As debugging progresses, the reference behavior can take on different but equivalent forms. For example, if a reference value on a bus is 1010, then as we trace backward to the drivers of the bus, the reference behavior becomes the following: Exactly one bus driver is enabled and the input to the driver is 1010. Similarly, if we trace forward and see that this reference value is propagated to a decoder, then the reference value for the output bits of the decoder becomes the following: Only the tenth bit is active. Furthermore, a reference value can bifurcate and become uncertain, creating more possible routes to trace. A case in point is that the reference value of the output of a 2-input AND gate is 0, but the actual value is 1. Moving toward the inputs, the reference behavior bifurcates into three cases: either or both inputs are 0. To investigate further, you must assume one case of reference behavior to proceed. If you end up at gate or module with outputs that are all expected, the assumption is wrong. Then the next case of reference behavior is pursued. This phenomenon of uncertainty and bifurcation is the major cause of debugging complexity. Therefore, a key to effective debugging is to compute correctly the reference values during tracing.

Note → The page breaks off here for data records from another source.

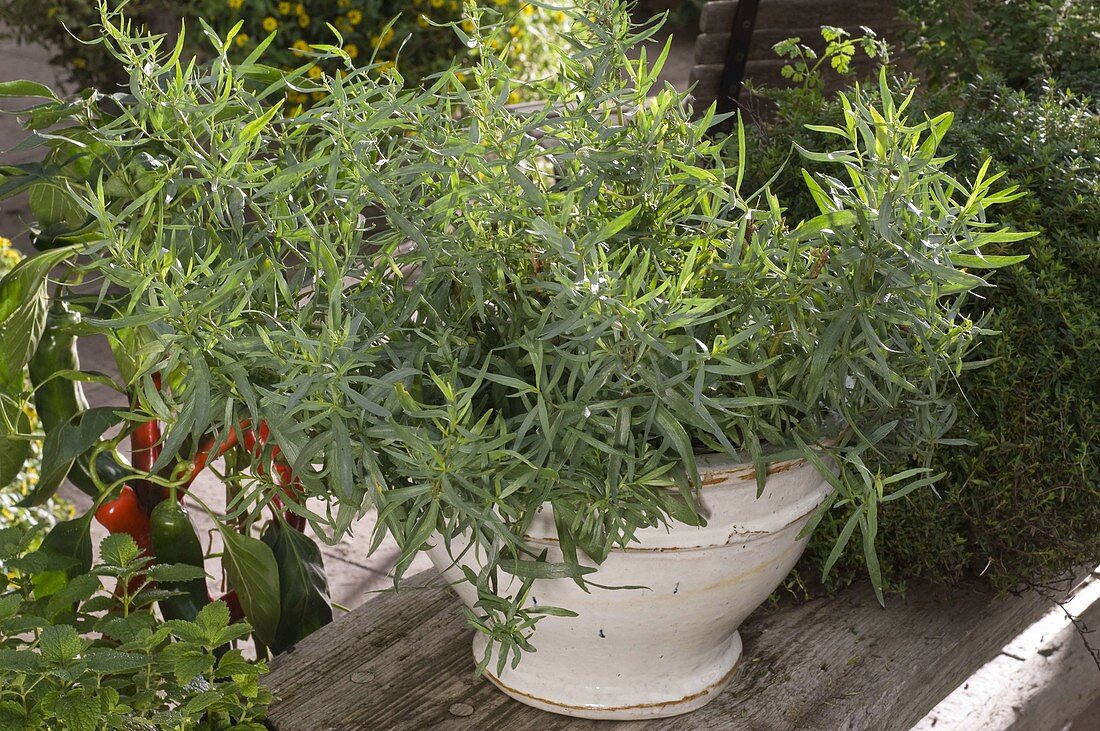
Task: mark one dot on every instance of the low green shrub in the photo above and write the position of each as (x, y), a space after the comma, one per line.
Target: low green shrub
(1025, 42)
(1021, 505)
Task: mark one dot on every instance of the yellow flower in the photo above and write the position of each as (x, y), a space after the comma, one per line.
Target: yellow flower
(384, 40)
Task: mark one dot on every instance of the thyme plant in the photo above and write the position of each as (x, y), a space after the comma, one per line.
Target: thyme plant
(598, 301)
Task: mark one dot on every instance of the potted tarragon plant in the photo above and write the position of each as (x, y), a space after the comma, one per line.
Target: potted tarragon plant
(560, 347)
(638, 386)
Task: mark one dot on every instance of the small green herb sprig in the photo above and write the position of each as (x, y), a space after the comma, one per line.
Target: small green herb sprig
(76, 655)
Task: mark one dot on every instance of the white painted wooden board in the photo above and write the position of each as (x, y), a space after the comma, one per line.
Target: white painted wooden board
(402, 662)
(1046, 678)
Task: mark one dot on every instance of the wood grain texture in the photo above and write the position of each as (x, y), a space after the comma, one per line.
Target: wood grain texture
(402, 662)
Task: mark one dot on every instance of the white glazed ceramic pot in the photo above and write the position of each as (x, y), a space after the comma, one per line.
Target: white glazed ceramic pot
(672, 646)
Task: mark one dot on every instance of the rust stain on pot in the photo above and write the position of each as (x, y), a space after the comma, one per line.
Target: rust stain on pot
(717, 685)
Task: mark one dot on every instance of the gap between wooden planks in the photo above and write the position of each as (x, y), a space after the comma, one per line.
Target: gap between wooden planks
(403, 662)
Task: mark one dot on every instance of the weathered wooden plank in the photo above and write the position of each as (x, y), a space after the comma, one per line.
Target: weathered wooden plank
(718, 17)
(711, 47)
(403, 662)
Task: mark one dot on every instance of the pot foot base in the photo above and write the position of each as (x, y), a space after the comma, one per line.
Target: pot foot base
(627, 705)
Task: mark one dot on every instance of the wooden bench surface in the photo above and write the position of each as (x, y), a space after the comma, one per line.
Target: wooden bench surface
(403, 662)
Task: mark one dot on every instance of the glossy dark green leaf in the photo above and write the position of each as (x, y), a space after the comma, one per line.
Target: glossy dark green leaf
(64, 444)
(304, 588)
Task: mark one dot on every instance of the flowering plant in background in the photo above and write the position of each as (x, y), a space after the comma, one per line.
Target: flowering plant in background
(416, 35)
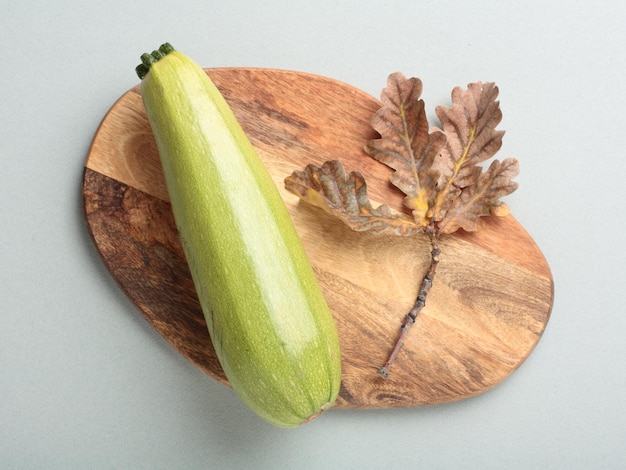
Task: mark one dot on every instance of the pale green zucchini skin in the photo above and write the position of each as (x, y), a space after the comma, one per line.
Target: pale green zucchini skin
(268, 320)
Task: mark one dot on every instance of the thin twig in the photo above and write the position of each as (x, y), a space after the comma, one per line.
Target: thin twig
(420, 302)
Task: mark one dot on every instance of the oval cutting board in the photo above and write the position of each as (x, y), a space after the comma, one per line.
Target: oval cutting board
(489, 304)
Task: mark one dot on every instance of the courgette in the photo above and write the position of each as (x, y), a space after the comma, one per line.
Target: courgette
(267, 318)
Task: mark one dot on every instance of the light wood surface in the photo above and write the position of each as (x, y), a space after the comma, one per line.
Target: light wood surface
(488, 307)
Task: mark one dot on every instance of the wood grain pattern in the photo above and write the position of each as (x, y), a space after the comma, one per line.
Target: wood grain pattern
(488, 307)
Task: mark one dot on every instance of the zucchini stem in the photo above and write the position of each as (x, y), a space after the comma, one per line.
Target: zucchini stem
(148, 59)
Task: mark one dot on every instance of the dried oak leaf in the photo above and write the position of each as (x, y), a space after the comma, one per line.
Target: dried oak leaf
(470, 129)
(345, 196)
(406, 145)
(481, 198)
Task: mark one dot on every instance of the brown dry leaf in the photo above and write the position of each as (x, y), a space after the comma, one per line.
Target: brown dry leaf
(481, 198)
(345, 197)
(470, 127)
(406, 145)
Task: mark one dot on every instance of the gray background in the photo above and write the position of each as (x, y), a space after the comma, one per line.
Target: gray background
(86, 383)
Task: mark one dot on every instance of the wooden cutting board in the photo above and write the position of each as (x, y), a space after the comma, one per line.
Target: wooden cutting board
(487, 309)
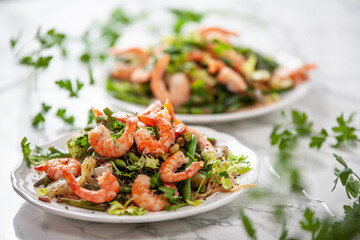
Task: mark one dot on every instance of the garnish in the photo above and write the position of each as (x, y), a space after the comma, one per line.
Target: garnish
(40, 117)
(61, 113)
(67, 85)
(183, 17)
(116, 208)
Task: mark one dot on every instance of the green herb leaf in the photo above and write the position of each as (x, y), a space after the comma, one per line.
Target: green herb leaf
(169, 193)
(247, 225)
(310, 223)
(14, 41)
(91, 117)
(348, 179)
(67, 85)
(183, 17)
(116, 208)
(61, 113)
(40, 117)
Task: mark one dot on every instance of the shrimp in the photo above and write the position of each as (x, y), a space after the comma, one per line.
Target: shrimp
(109, 187)
(233, 80)
(54, 167)
(104, 145)
(213, 64)
(143, 197)
(220, 34)
(205, 145)
(136, 74)
(297, 75)
(146, 143)
(172, 163)
(179, 85)
(140, 75)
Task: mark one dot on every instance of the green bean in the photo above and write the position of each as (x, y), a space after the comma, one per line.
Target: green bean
(43, 181)
(120, 163)
(83, 204)
(91, 187)
(133, 157)
(187, 185)
(99, 119)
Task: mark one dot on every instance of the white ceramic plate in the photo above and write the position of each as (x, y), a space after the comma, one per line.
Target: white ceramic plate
(286, 99)
(23, 179)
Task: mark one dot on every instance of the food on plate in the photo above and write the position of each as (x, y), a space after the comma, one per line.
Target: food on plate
(129, 165)
(202, 72)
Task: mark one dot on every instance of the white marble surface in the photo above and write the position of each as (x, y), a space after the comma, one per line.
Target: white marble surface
(324, 32)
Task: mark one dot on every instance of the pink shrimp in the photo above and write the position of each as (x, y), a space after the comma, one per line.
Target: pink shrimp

Forward and Backward Debugging

There are two methods of debugging: forward tracing and backward tracing. Forward tracing starts at a time before the error is activated. Note that the effect of an activated error may not be seen immediately, but only after cycles of operation. Therefore, a critical step in forward tracing is finding the latest starting time before the error is activated, and there is no general algorithm to determine such times. Assuming that such a time is given, we must assume all node values are correct, or expected, and move along the flow of signals, forward in time, to get to the point when the error is activated. During this search, the first statement, gate, or block producing unexpected outputs contains a root cause. Besides finding a good starting time, another difficulty in forward tracing is knowing where in the circuit to start that will eventually lead to the error site. Figure 6.5 shows forward tracing paths for node B. The shaded OR gate is the root of the problem. Of the two forward tracing paths, one leads to the error site and the other does not. When we come to a node with multiple fanouts, we must decide which paths to pursue, and there are exponentially many such paths. The ability to locate the starting point and making wise decisions at multiple-fanout forks can only be acquired through understanding the design and the nature of the bug.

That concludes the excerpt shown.